Although LUS is an operator-dependent skill and adequate training is needed for effective clinical usage, it can be readily learned with a very simple device. See et al. [56] confirmed that after only 3 h of lung ultrasound self-study and an average of 15 scans of patients, the accuracy of diagnosis in trainees with no prior ultrasound experience would achieve 95.4%, and the medial scanning duration was only 12 min. In Zhan’s study, the implementer was a paediatric resident with no expert supervision and minimal practical ultrasound experience, and this examiner completed the LUS examinations accurately [11]. Compared to experts, inexperienced resident physicians in emergency medicine with 30 min LUS training can effectively identify B-lines with more than 80% sensitivity and specificity [57]. After brief training, surgical residents or medical students could also perform LUS well and interpret the results accurately [12]. To improve diagnostic reliability, ultrasound was performed and evaluated by two researchers with long-term training in our study. The results showed high agreement between the two observers, while the disagreement was mainly in regard to pneumothorax, probably because the diagnosis of pneumothorax by ultrasound should be based on multiple signs.

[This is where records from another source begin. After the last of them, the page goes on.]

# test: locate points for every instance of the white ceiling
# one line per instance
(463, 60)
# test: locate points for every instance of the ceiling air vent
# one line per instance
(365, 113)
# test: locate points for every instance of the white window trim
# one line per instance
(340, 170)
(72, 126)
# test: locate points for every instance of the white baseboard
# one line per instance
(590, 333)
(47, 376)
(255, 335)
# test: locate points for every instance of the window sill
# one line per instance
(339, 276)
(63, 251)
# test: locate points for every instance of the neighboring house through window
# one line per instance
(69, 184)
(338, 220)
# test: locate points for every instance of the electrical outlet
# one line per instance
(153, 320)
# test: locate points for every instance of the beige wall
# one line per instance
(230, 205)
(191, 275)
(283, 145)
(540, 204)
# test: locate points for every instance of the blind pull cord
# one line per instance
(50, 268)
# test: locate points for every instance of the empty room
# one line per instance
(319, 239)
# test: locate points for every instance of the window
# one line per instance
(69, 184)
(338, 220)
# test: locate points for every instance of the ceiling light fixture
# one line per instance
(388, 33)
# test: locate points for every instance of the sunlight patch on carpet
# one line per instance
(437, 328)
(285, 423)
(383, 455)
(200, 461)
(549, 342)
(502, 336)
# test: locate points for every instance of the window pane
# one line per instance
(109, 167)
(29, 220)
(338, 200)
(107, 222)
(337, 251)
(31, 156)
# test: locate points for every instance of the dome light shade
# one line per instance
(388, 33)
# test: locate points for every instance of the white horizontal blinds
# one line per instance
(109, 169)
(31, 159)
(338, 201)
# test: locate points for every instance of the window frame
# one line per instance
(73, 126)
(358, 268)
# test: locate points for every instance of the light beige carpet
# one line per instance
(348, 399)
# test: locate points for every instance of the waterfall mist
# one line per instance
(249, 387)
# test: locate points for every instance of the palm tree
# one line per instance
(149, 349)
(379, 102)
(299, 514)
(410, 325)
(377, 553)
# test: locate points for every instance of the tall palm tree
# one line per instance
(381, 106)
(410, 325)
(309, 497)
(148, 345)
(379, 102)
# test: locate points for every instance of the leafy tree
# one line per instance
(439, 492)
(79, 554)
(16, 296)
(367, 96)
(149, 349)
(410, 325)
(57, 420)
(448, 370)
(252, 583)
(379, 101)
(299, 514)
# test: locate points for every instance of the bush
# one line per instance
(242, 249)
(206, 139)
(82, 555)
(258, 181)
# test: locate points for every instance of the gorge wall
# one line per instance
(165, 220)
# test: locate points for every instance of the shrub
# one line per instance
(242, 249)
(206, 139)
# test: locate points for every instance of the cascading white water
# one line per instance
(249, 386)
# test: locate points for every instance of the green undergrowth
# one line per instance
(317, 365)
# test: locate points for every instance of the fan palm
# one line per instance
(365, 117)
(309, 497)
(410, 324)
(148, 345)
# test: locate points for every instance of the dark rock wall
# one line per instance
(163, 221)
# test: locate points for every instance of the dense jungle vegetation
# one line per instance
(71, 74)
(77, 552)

There are several limitations of our study. First, the 1-h time interval between LUS examination and CT scan and the suction impact of the water seal bottle may create false-positive results, while the obstruction of ultrasound views by the scapula and ribs could introduce false-negative results. Second, the presence of consolidation on LUS alone was insufficient for diagnosing pneumonia. In a recent study by Zhou et al. [58], the combination of LUS and procalcitonin had a better diagnostic value for pneumonia. Timely diagnosis of suspected aspiration pneumonia by LUS intraoperatively may be beneficial for patients but still needs more research in our future work. Third, different ventilatory management strategies may have different effects, especially on thoracic surgery, whereas the inclusion of multiple types of surgery patients was a limitation in our study. Although RM did not affect the accuracy of the comparison between LUS and CT, performing a subgroup analysis of this population might be meaningful. To refine our research, we conducted an LUS-related study specifically on thoracic surgery. Last, because of the BMI of the population in our study, our findings might not reflect the sensitivity and specificity of LUS to diagnose PPCs in patients with higher BMI, as those with a BMI > 40 kg/m2 were excluded.

Conclusions

In conclusion, we showed that the application of LUS to diagnose the aetiologies of hypoxaemia in healthy-weight PACU patients is feasible and quick. LUS was sensitive and specific to diagnose PPCs when compared to the sensitivity and specificity of thoracic CT scans.